On 03/21/2010 10:28 PM, Bogdan wrote:
> First I would like to confirm I tested Robert Ramey's fix (@60273) for
> multiple registrations and it looks good in my runs. Thank you Robert!
>
> On the other hand, I am under the impression there is a bug in
> void_caster::recursive_unregister(), although I am not 100% certain about
> the reason: that function member is called in the destructors of the void
> caster template classes and makes use of the void_caster_registry singleton
> (more specifically the type_set). I believe it searches the set for all the
> void caster entries that are descendants of the current one (i.e., the one
> being destroyed) and performs the following ops:
> - delete the shortcuts.
> - remove the corresponding entries from the set.
>
> However, void_caster::recursive_unregister() DOESN'T REMOVE FROM THE
> REGISTRAR the entry corresponding to the current void_caster(). This creates
> the problem below:
>
> consider a scenario where a dll containing some serialization functionality
> is loaded explicitly at runtime (i.e., using LoadLibrary() on Windows or
> dlopen on Unix). There are no parent-child relationships among the
> serialized classes registered by that DLL: all serialized classes are
> derived from one abstract base. While unloading the library, its void_caster
> singletons are destroyed but there are no shortcuts to remove from the
> global registrar since there are no parent-child relationships. All entries
> corresponding to those are still in the global registrar and POINT TO THE
> void_caster SINGLETONS ALREADY DESTROYED AND DISCARDED.
>
> When the main process exits, the registrar traversal repeats for whatever
> process-bound void_caster singletons are about to be destroyed.
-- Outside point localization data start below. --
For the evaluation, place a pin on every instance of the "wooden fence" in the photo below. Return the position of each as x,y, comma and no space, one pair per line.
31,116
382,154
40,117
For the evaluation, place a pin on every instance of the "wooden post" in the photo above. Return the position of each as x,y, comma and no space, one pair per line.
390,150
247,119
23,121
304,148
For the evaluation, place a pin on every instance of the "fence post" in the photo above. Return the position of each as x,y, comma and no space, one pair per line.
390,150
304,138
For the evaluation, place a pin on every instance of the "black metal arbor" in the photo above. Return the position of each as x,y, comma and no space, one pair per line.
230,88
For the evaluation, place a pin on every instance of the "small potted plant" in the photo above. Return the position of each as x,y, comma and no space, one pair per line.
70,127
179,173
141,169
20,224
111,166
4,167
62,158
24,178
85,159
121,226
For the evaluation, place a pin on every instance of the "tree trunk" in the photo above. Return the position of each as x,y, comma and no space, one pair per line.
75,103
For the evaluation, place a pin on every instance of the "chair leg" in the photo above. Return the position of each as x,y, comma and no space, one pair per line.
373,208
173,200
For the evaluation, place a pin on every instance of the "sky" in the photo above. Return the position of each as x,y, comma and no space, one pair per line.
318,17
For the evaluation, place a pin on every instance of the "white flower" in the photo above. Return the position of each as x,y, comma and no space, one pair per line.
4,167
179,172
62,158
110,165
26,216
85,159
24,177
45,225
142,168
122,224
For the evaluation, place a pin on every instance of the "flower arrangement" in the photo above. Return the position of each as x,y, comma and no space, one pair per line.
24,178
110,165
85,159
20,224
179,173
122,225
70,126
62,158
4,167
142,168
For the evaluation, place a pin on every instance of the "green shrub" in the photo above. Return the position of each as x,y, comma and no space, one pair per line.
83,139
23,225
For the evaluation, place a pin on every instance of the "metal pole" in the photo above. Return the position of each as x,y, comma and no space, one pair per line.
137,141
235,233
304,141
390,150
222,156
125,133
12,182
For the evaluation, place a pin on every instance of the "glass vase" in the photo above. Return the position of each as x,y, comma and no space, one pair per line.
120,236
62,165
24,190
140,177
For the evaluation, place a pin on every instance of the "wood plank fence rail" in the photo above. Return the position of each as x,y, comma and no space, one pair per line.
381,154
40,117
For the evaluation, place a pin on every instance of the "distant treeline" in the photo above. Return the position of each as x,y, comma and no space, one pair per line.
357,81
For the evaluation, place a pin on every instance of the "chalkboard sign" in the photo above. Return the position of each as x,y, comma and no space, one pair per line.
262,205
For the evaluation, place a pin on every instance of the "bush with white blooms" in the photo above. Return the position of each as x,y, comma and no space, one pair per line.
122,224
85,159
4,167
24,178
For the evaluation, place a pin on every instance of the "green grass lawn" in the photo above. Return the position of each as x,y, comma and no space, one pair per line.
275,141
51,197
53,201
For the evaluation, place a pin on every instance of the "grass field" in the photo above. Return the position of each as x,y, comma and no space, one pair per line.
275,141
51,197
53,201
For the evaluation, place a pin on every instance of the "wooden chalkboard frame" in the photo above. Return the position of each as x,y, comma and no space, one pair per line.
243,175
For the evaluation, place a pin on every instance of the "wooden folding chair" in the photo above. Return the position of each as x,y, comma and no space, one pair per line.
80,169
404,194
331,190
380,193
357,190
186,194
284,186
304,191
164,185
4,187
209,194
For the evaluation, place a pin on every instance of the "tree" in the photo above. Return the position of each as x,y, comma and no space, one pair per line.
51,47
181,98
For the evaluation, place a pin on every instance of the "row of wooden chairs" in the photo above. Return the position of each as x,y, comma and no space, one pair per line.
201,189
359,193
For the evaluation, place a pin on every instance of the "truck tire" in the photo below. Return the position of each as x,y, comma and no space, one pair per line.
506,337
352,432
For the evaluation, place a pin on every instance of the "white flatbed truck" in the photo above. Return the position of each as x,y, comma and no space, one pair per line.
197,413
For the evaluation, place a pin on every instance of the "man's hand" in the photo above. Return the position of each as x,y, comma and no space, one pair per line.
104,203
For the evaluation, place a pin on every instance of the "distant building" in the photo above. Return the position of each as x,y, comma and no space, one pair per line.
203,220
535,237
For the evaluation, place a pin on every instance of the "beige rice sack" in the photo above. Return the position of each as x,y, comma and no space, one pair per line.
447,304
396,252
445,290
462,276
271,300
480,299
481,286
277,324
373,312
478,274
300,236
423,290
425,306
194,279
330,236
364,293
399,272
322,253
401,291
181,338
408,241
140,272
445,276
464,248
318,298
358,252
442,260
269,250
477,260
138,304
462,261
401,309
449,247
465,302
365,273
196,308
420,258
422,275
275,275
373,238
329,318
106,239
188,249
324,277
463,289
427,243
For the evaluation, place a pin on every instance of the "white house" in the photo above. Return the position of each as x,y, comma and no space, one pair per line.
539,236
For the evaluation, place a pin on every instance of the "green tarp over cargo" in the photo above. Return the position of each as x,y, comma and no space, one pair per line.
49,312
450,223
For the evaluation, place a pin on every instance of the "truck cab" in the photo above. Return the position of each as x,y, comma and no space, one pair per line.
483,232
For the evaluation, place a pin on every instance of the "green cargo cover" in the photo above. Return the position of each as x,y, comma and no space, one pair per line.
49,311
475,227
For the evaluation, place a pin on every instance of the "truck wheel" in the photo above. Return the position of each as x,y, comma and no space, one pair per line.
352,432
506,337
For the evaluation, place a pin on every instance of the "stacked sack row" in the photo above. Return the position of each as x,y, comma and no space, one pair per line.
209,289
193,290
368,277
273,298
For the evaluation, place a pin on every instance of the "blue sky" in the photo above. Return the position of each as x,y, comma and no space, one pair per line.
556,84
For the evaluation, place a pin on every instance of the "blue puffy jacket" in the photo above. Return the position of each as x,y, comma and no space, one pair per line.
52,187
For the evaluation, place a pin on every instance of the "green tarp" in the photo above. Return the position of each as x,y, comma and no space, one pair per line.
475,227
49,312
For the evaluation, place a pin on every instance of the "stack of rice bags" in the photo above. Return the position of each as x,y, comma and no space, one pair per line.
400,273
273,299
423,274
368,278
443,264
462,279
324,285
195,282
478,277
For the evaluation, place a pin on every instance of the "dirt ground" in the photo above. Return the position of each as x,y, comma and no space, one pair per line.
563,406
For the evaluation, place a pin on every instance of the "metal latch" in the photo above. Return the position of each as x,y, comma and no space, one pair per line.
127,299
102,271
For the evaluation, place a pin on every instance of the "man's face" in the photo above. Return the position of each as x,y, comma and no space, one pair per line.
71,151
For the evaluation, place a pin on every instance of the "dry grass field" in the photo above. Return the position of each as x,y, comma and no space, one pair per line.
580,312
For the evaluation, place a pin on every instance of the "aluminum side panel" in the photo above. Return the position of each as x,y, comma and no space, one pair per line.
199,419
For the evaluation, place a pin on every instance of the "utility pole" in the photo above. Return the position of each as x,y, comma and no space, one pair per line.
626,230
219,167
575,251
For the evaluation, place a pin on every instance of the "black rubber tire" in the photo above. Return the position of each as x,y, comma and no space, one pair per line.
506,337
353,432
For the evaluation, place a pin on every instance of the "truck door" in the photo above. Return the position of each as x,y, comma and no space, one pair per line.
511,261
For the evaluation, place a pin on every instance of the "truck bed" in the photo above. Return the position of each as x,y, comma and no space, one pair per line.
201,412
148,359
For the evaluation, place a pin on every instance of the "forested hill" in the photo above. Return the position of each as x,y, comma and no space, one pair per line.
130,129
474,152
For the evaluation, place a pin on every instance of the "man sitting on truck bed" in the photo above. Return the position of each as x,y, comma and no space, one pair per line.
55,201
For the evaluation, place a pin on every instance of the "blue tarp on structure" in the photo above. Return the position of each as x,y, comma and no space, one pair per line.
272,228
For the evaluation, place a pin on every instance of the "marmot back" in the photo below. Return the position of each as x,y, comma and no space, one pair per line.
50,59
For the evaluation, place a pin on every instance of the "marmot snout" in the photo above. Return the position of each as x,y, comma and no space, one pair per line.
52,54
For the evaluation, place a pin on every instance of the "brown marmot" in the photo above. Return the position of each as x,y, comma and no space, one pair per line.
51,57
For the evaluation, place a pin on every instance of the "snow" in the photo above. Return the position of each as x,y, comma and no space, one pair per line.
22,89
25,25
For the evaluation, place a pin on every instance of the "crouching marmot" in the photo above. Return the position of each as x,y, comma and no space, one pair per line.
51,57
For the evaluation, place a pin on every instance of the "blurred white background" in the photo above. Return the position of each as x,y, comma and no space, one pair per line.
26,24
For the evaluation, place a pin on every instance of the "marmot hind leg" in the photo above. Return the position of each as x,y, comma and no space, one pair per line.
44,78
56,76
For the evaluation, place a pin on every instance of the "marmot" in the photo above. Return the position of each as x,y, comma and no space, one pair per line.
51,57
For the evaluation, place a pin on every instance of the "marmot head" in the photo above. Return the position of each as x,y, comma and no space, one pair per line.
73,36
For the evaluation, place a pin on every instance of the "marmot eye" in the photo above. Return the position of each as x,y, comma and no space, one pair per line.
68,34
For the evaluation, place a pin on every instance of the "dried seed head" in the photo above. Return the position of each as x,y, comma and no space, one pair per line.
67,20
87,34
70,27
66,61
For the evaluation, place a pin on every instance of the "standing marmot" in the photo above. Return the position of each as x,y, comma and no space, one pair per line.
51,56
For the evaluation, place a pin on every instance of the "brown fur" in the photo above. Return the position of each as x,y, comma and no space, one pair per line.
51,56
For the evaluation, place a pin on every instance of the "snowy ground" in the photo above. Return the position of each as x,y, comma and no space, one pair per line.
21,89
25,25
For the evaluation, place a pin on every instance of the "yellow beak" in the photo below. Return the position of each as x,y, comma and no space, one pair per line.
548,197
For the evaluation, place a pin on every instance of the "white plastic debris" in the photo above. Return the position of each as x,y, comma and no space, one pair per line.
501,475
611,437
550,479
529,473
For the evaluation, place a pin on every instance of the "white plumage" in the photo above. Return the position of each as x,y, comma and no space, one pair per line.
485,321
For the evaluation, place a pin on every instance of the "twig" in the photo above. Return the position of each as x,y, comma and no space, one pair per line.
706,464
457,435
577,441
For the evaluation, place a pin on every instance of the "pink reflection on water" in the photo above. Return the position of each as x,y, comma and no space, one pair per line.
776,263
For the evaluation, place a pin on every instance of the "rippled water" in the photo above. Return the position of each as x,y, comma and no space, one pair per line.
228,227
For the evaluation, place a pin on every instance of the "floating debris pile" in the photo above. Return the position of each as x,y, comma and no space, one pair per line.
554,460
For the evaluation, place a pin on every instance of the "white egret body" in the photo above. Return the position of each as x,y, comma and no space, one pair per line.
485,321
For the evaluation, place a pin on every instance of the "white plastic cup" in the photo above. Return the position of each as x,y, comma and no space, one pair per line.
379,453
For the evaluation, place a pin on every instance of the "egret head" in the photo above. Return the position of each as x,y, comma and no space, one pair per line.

During these
> subsequent traversals, void_caster::recursive_unregister() visits the
> entries left after the previous explicit dll download and tries to identify
> the parent-child relationship. In doing so, it accesses the dangling vc
> pointers generating access violations:
>
> void_cast.cpp(Line 286): const void_caster * vc = *it;
> void_cast.cpp(Line 287): if(vc->m_parent == this){
> //<--------------------- here is the access violation
>
> I can reproduce the crash systematically, but I am not sure about the reason
> or whether a simple unregistration is enough.
>
> I believe this is (again) a question for Robert, but I thank for any
> feedback I might get.
>
> Bogdan

Hi,

did you receive any help yet? We have the same problem here but are
unable to reproduce the behavior in a small test which we would like to
provide in a bug report though.
Can you provide a straightforward sample to reproduce the problem?